In order to understand s70, need to look at scheme of Act generally.
s41(5). Restriction order ceases. Hospital order remains in force. s40 & sch1 pt1 apply as if hospital order made on that date. Termination of restriction order, patient treated as though ordinary hospital order (without restrictions) on date restriction order ceased.
Miss Dimitriou for defendant makes three submissions.
1. Since patient's RO deemed to have ceased, application made under s70 also lapses, because s70 applications are made by restricted patients (by definition) (see s79).
2. Regime of restricted patients is different to that of non-restricted patients. Statutory scheme does not envisage floating from one to another. Application under s70 - can only (first) apply 6-12 months from HO. Contrast with claimant - by HO under s41(5) (notional/deemed HO) - right to apply within first six months as if non-restricted patient.
3. Procedure applied to restricted/non-restricted patients differs. Secretary of State must participate in restricted hearings. MHRT Rules 1983 r6 (statement by SoS within 3 weeks). If s70 application continued - apply mandatory language of r6 - "SoS shall send...". When pressed, Mr S says SoS drops out of the picture because patient no longer restricted and SoS no longer has interest. I can't reconcile that with the mandatory word shall in r6 (!) The concession - rules re SoS not apply to persons in C's category (ceased to be restricted patient) - disclosed unreality of situation.

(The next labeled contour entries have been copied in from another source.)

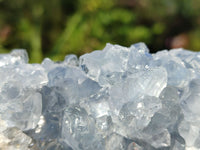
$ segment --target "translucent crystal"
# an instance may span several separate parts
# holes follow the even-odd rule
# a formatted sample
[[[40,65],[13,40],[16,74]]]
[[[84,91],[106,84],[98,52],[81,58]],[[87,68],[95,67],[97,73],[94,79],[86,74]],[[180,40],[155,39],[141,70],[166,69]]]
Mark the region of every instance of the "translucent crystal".
[[[199,150],[200,53],[107,44],[63,61],[0,55],[2,150]]]

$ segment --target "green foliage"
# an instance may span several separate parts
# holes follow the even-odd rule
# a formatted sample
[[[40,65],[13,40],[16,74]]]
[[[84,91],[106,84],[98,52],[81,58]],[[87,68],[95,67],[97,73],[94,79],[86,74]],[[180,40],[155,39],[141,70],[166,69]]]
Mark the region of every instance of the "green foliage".
[[[199,50],[199,12],[196,0],[0,0],[0,53],[25,48],[31,62],[62,60],[107,42],[172,48],[182,34],[185,48]]]

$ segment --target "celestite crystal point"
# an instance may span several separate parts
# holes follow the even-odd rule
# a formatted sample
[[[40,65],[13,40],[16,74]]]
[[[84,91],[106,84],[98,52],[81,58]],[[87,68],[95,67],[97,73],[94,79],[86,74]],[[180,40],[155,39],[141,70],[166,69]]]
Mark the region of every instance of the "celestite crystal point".
[[[0,150],[200,150],[200,53],[107,44],[0,55]]]

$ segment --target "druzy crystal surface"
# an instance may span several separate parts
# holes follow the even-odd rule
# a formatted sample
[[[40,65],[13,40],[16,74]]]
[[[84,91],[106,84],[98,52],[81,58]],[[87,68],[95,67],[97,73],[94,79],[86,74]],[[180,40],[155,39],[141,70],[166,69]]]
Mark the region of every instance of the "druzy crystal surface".
[[[107,44],[0,55],[0,150],[200,150],[200,53]]]

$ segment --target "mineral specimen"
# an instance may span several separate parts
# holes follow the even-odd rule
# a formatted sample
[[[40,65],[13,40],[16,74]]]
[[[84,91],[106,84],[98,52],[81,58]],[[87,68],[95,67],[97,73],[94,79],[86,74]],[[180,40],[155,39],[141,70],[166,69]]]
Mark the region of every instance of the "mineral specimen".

Two domestic authorities of some relevance, neither directly in point.
R (M) v South Thames MHRT [1997] EWHC Admin 797. Change from s2 to s3, not deprive of MHRT. Unsurprisingly - is important ... . Difference in status s2 to s3 relates to provisional or other nature of detention. s2 is provisional for investigation; s3 is enduring. Unsurprisingly - where apply - initial 6 months of s2 (!) should continue Tribunal jurisdiction when 6 months elapsed. Right of appeal under s2 and s3 much the same. In each case, as soon as admitted can apply, rules of participation same, no provision re SoS. Collins J decision neither questionable or inconsistent with Tribunal in this case.
R (SR) v MHRT [2005] EWHC 2923 (Admin) Stanley B. Also unlike present case. Like present, different statuses treated. At [22] "s72... made". Fortifies my observations. Separate treatment of admission under various categories. Fails to support fluidity/movement between patients in different categories (which C contends for). At [32] "if the C... see section x". Close to Mr S's argument - s70 appeal and immediate s69 appeal. Result unlikely to have been intended given restrictions on when can apply.
Further points.
Patient in C's position - placed at disadvantage by treatment of application made under s70 as though s69(2)(a). Patient - strategic decision - right time to make applications. Limited in number. Predict improvements.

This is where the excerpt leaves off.